Peter Jackson is throwing the doors to Middle Earth wide open.
Back in New Zealand to shoot "The Hobbit," a two-part prequel to his illustrious, Oscar-winning film adaptations of JRR Tolkien's "Lord of the Rings," Jackson is using Facebook to take fans closer to the action, posting videos that take viewers behind the scenes of the film.
In his first video, he opens up the costume shop (a Wizard Workshop, as he calls it), reveals the reconstruction of vital sets and shows the intense training and scientific precision needed to capture all of his intense battle scenes. Many of the sets and fighting training sessions were the same as the first three movies, providing a look back into those three classics, as well.
Martin Freeman, perhaps best known for his role in the original UK version of "The Office," will star in the films as Bilbo Baggins, joining Elijah Wood, Ian McKellen, Cate Blanchett and Orlando Bloom in the epic series. Bloom hasn't officially signed on yet, but says he plans on being in the film.
The director also revealed a bit of casting news for the film. In April, Rob Kazinsky had to pull out of the role of Fili for personal reasons; Jackson listed Dean O'Gorman as his replacement.
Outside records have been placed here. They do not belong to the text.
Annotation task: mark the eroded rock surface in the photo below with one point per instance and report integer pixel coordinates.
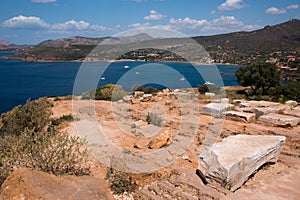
(216, 109)
(240, 116)
(273, 119)
(231, 162)
(32, 184)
Dean's a terrific Kiwi actor, who I am thrilled to be working with. He's recently been in an excellent TV series down here called "The Almighty Johnsons", and I should let fans of that show know that our shooting schedule allows Dean to continue with a second series next year. Dean will be joining us next week.
Similarly, Jackson praised Lee Pace, newly cast as Elvin King Thranduil, father of Legolas.
Casting these Tolkien stories is very difficult, especially the Elven characters, and Lee has always been our first choice for Thranduil. He's going to be great. We loved his performance in a movie called "The Fall" a few years ago, and have been hoping to work with him since. When we were first discussing who would be right for Thranduil, Lee came into mind almost immediately.
Additionally, Hugo Weaving will play Elrond, who houses the Hobbits at a particularly crucial part of their journey.